In South Africa, the Cup is no game
The country took suggestions that it was behind on World Cup preparations for 2010 as a national insult, saying that such claims undermined its interests.
from the May 15, 2007 edition
Page 3 of 3
"When the Germans built the stadium for the World Cup finals, it took them longer than the time that's left for the South Africans, and remember, this is Germany!" says Tim Cohen, editor of the review section of The Weekender newspaper in Johannesburg.
"So you can understand, FIFA is taking a risk by giving the World Cup to [an African country] for the first time. It's absolutely a major event. Billions are involved," he says.
It's tempting, of course, to view the World Cup as "only a game." But holding a World Cup match in Africa, and particularly in South Africa, has meaning that goes beyond sports.
"If we succeed in organizing this event, we will give ourselves, as Africans, a voice and a face in the global arena, to change the terms of African identity with conflicts in Darfur, with catastrophe, with war," says Achille Mbembe, a professor of history and political science at Witswatersrand University in Johannesburg .
For South Africa, the stakes are even higher, he adds. "This is an opportunity for South Africa to control its identity as a transnational, plural nation, one of the only places on earth where the question of race has been dealt with.
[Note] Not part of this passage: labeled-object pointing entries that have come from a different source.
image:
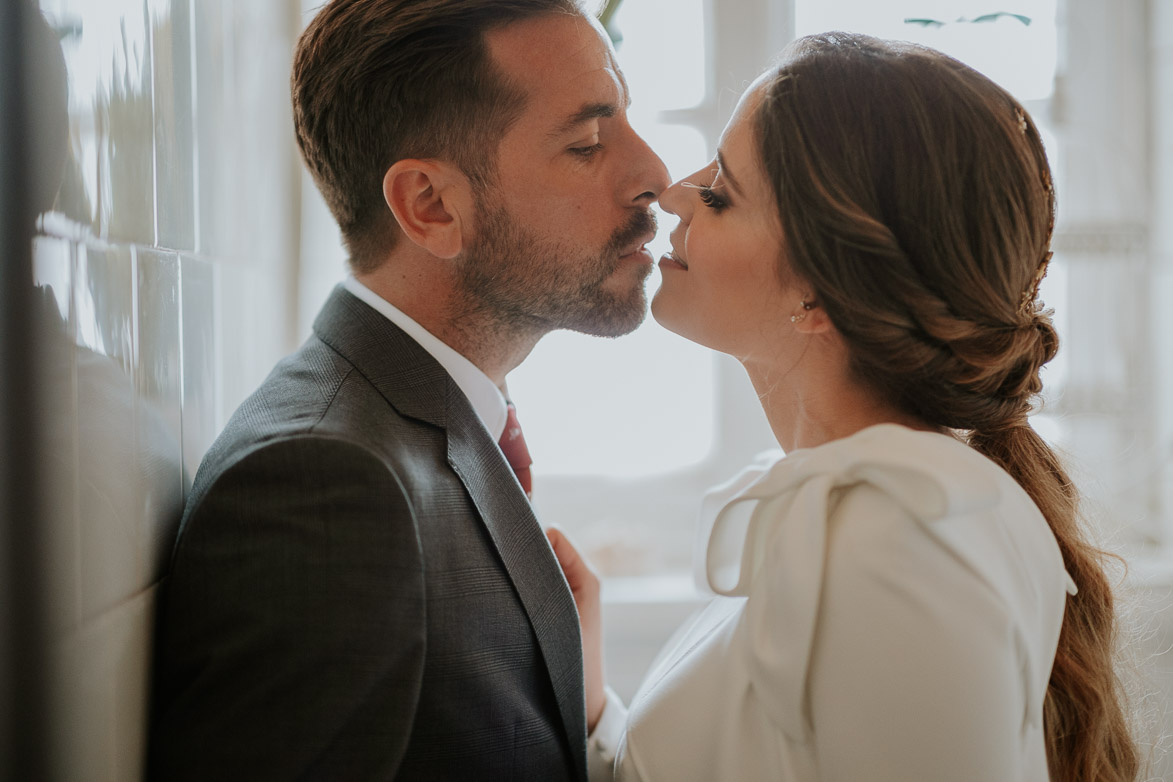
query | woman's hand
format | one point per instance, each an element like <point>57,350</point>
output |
<point>584,585</point>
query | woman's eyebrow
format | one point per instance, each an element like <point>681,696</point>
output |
<point>727,174</point>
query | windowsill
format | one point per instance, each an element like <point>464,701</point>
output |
<point>1150,569</point>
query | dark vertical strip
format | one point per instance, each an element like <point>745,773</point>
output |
<point>24,692</point>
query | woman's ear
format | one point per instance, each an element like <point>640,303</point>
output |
<point>428,201</point>
<point>809,318</point>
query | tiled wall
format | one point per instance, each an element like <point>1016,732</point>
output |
<point>169,252</point>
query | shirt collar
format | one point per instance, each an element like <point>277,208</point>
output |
<point>482,393</point>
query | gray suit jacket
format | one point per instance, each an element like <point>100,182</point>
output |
<point>360,590</point>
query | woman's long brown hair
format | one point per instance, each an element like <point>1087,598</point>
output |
<point>915,199</point>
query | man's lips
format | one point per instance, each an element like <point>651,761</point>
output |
<point>632,249</point>
<point>672,260</point>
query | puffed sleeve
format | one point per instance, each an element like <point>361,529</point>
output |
<point>915,668</point>
<point>604,740</point>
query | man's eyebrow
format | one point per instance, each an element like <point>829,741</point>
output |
<point>583,115</point>
<point>729,175</point>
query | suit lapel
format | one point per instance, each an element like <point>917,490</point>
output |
<point>529,561</point>
<point>415,385</point>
This is a chance to celebrate our diversity."
Soccer as national equalizer
In a sports-mad country like South Africa, soccer is one of the few truly level playing fields for blacks and whites.
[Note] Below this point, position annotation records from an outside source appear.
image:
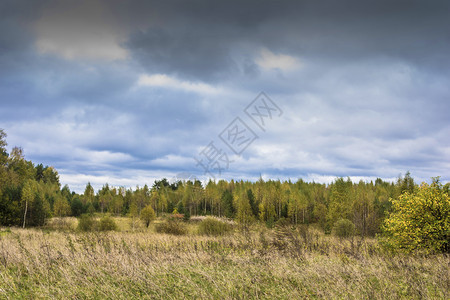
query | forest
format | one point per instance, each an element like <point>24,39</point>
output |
<point>267,239</point>
<point>30,194</point>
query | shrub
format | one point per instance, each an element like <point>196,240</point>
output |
<point>171,226</point>
<point>344,228</point>
<point>86,223</point>
<point>211,226</point>
<point>107,224</point>
<point>147,215</point>
<point>420,220</point>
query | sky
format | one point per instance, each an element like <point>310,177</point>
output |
<point>127,92</point>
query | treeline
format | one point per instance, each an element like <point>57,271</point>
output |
<point>30,194</point>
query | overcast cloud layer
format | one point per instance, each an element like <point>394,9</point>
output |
<point>126,92</point>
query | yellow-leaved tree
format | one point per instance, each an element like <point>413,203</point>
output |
<point>420,220</point>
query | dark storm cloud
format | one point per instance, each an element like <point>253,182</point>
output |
<point>206,41</point>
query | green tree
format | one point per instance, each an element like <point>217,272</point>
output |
<point>61,207</point>
<point>28,195</point>
<point>420,220</point>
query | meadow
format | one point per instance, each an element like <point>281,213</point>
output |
<point>136,262</point>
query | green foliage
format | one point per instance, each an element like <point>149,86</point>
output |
<point>107,224</point>
<point>420,220</point>
<point>212,226</point>
<point>171,226</point>
<point>87,223</point>
<point>147,215</point>
<point>344,228</point>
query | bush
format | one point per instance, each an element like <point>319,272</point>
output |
<point>171,226</point>
<point>420,220</point>
<point>107,224</point>
<point>86,223</point>
<point>147,215</point>
<point>344,228</point>
<point>211,226</point>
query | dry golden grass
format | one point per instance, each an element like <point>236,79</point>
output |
<point>268,264</point>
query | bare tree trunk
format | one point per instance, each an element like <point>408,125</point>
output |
<point>25,214</point>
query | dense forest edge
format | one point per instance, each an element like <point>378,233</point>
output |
<point>403,214</point>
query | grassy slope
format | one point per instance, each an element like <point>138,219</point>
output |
<point>262,264</point>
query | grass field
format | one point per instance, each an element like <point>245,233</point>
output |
<point>281,263</point>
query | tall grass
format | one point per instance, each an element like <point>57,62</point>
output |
<point>284,263</point>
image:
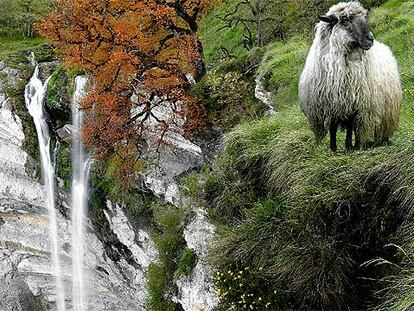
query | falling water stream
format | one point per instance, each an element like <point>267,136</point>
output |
<point>80,176</point>
<point>35,93</point>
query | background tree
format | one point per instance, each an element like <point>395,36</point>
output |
<point>145,50</point>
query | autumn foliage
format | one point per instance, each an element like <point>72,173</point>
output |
<point>141,49</point>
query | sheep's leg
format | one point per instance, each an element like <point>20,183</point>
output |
<point>349,132</point>
<point>357,140</point>
<point>332,131</point>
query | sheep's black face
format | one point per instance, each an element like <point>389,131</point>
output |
<point>359,31</point>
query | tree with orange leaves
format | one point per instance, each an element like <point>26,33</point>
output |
<point>136,52</point>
Unlike rugby and cricket, which are dominated primarily by white Afrikaners or English-descendants, respectively, soccer is the closest thing to a universal sport.
On soccer fields around the country, whether in leafy private schools or in dusty township playgrounds, boys and girls hone their skills to become like local soccer heroes such as goalkeeper Rowen Fernandez (white), or a top scorer Kaizer Motaung Jr. (black).
Kaizer Motaung Sr., father of Kaizer Jr., and owner of the Soweto-based Kaizer Chiefs – the most successful professional soccer team in South Africa, if not the continent – says that the 2010 World Cup will have a huge effect, both in changing the world's attitude about Africa, and also changing the view of South Africans about themselves.
"South Africa has hosted a lot of major events in the last five years, from the Rugby World Cup to the Cricket World Cup," he says. "This is a chance to educate those who think that South Africa is backward. It can compare with any Western country in the world."